This article originally appeared in the National Post.
By Bruce Pardy, June 3, 2024
Elon Musk called it insane. Critics cited in the Telegraph described it as “draconian.” According to global law firm Norton Rose Fulbright, it is “the most significant expansion of Canada’s hate speech laws.” “It” is Bill C-63, the Liberal government’s online harms act. It will crush Canadians’ online freedom of speech. How is this possible? From the beginning, we have made a naïve constitutional mistake.
Once passed, the act could have you hauled before the Canadian Human Rights Tribunal for social media posts that “detest or vilify” a person or group on a protected ground. You might not be told who made the complaint. New “digital safety” agencies would make rules and impose penalties for online platforms. Courts could order house arrest for those who, “on reasonable grounds,” risk uttering hate speech in the future. Even minor offences motivated by “hatred” could be punished with life imprisonment. Yes, you read that right.
They’re all in on it. Parliament will pass the bill. Bureaucracies will enforce it. Courts will hear the criminal cases and give the bill’s censorship of speech a pass under the Charter of Rights and Freedoms.
The Supreme Court of Canada is largely to blame. In the United States, “hate speech” is constitutionally protected under the First Amendment. But in Canada, our Supreme Court has said that governments can censor speech that “detests or vilifies” a person or group. The Liberals have cleverly used that language to draft C-63. The court, not the Charter, is in charge. If the Charter was honest, it would say something like, “Everyone has the fundamental freedoms that courts decide, from time to time, that they should have.” This is essentially what Section 1 of the Charter, the “reasonable limits” clause, has come to mean anyway.
Kings once ruled England with absolute power. Their word was the law. In a long and difficult process starting in England, perhaps with the Magna Carta in 1215, power was taken from the king and given to legislatures. The English Bill of Rights of 1688 provided that the monarch could not suspend laws without the consent of Parliament. Parliament was elected — by some of the people, at least. Legislative supremacy became the foundation of British constitutional democracy.
But legislatures can be tyrants too. Once supreme, legislatures could pass any laws they liked. They could do, and sometimes did, similar sorts of bad things that kings could do. They could take your property. They could criminalize your private relationships. They could invade your privacy without a warrant. They could eviscerate rights found in the common law. They could censor your speech.

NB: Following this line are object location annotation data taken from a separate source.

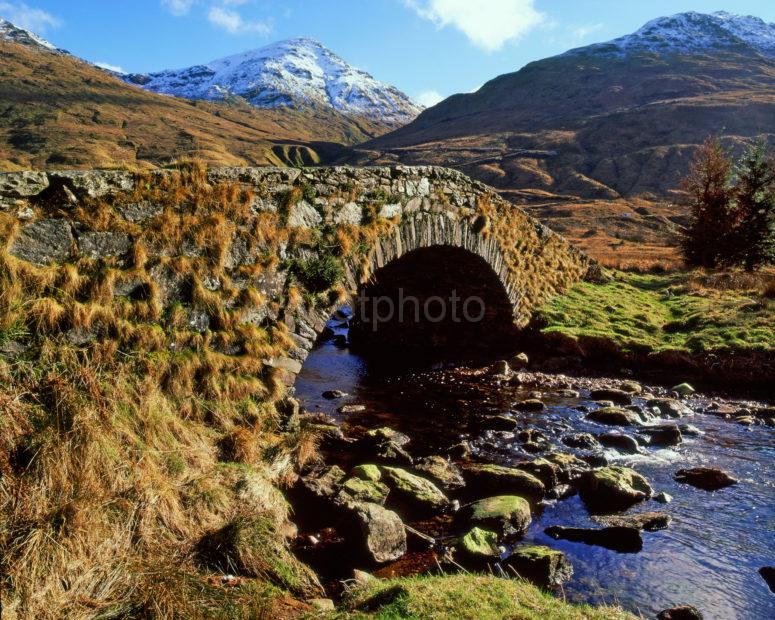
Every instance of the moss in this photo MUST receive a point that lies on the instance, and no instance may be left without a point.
(475, 597)
(662, 313)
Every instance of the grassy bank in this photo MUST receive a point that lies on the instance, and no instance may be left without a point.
(477, 597)
(710, 323)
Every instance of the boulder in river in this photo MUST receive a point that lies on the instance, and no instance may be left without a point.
(664, 435)
(509, 515)
(649, 521)
(544, 566)
(619, 441)
(417, 495)
(615, 416)
(480, 544)
(669, 407)
(707, 478)
(585, 441)
(622, 539)
(442, 471)
(488, 479)
(768, 574)
(619, 397)
(383, 536)
(531, 405)
(680, 612)
(613, 488)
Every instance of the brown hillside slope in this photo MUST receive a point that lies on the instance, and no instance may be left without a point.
(59, 112)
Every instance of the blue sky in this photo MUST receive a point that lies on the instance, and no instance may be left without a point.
(428, 48)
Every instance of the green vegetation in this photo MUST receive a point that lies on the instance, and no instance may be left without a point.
(477, 597)
(681, 312)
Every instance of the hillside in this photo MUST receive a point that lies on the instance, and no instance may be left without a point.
(57, 111)
(610, 124)
(294, 73)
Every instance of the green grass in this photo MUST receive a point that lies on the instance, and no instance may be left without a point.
(663, 312)
(480, 597)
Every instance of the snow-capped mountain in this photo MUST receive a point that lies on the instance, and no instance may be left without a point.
(295, 72)
(10, 32)
(694, 33)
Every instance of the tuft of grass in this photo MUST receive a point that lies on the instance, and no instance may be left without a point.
(475, 597)
(665, 312)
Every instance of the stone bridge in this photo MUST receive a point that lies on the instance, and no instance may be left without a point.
(210, 253)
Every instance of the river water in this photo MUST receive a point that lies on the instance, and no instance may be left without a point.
(710, 555)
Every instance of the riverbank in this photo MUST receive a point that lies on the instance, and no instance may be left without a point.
(715, 329)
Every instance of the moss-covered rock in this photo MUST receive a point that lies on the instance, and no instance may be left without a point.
(509, 515)
(541, 565)
(480, 544)
(487, 479)
(357, 490)
(415, 494)
(613, 488)
(367, 472)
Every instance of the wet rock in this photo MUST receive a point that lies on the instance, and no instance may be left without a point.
(665, 435)
(619, 441)
(509, 515)
(649, 521)
(584, 441)
(358, 490)
(480, 544)
(543, 566)
(683, 389)
(334, 394)
(530, 405)
(669, 407)
(613, 488)
(383, 536)
(498, 423)
(519, 361)
(622, 539)
(325, 484)
(631, 387)
(443, 472)
(619, 397)
(680, 612)
(350, 409)
(706, 478)
(367, 472)
(768, 574)
(614, 416)
(44, 242)
(417, 495)
(487, 479)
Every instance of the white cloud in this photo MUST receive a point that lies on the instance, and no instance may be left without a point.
(178, 7)
(428, 98)
(582, 32)
(29, 18)
(232, 22)
(488, 25)
(109, 67)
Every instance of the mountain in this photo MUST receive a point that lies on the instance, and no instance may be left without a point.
(58, 111)
(594, 140)
(293, 73)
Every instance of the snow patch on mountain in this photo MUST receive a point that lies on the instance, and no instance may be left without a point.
(693, 33)
(9, 32)
(294, 72)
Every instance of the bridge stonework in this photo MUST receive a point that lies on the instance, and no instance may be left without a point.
(161, 239)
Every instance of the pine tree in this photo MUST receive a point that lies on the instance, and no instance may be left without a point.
(754, 236)
(708, 239)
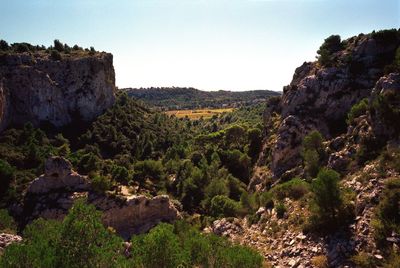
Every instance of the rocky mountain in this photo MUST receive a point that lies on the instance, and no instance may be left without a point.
(39, 88)
(321, 94)
(51, 195)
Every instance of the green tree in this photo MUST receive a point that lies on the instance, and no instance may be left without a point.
(84, 241)
(331, 45)
(254, 136)
(312, 152)
(162, 249)
(326, 195)
(7, 173)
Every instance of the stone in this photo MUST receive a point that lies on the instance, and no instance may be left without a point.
(319, 98)
(58, 176)
(52, 194)
(40, 90)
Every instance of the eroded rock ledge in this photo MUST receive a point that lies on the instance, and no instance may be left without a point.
(53, 193)
(37, 89)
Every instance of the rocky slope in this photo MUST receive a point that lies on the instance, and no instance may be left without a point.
(320, 97)
(52, 194)
(36, 88)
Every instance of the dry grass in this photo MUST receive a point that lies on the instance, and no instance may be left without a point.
(199, 113)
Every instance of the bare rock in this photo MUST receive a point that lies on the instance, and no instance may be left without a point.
(37, 89)
(58, 176)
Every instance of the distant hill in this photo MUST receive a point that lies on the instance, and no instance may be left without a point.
(190, 98)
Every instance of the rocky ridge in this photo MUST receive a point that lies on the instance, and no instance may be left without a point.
(284, 245)
(319, 97)
(35, 88)
(51, 195)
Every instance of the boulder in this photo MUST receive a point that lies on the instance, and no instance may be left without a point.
(52, 194)
(37, 89)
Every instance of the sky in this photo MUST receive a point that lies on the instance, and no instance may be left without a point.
(206, 44)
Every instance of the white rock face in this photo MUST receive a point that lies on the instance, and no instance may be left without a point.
(320, 97)
(40, 90)
(53, 193)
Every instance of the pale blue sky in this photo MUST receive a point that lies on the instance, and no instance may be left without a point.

To counter the power of legislatures, the newly independent Americans created their Bill of Rights in 1791. It took power from legislatures and gave it to courts. Two hundred years or so later, the Canadian Charter did the same. All the Charter does — all that it does — is shift the final call on certain questions from legislatures to courts.
Our mistake is not that we gave power to courts. Indeed, both the courts and the legislature have returned power to the king, albeit in a different form. What was once the monarch has become the administrative state, the modern Leviathan. It consists of every part of government that is neither legislature nor court: cabinets, departments, ministries, agencies, public health officials, boards, commissions, regulators, law enforcement, inspectors and more. It also includes the human rights tribunal and “digital safety” agencies that Bill C-63 would empower.
The legislature delegates power to these public bodies, and courts defer to their decisions. These agencies control our lives in every conceivable way. They supervise our speech, employment, bank accounts and media. They indoctrinate our children. They locked us down and directed our personal medical decisions. They control the money supply, the interest rate and the terms of credit. They track, direct, incentivize, censor, punish, redistribute, subsidize, tax, license and inspect. Their control over our lives would make the kings of old blush.
We expected that these institutions would act as checks and balances on each other. No doubt they have their disputes and quarrels. But for the most part, they are now on the same page. They are unanimous in their dedication to the management of society. They believe in the necessity for an expert bureaucracy to guide ordinary Canadians through their lives. Legislators, as Frederic Bastiat put it, must in turn “make plans for the people in order to save them from themselves.” Together, their power over us is absolute. There is nothing they cannot do.
Over these centuries of reform, all we have ever done is move power around. From king to legislature. From legislature to courts. From legislature and courts to the administrative state. Our mistake is that we did not go far enough. We did not take power away from institutions to rule over us. Today, as in the days of kings, the law is based upon the authority of those who govern, not upon the consent of the governed.
We trusted that these institutions would commit to their own restraint. We believed that vague language in constitutional documents would preserve our liberty. Bill C-63 is but one of many illustrations of the error of our thinking. We have been tragically naïve.
Bruce Pardy is a Senior Fellow with the Macdonald-Laurier Institute, executive director of Rights Probe and a professor of law at Queen’s University. This column is adapted from an article that first appeared in C2C Journal.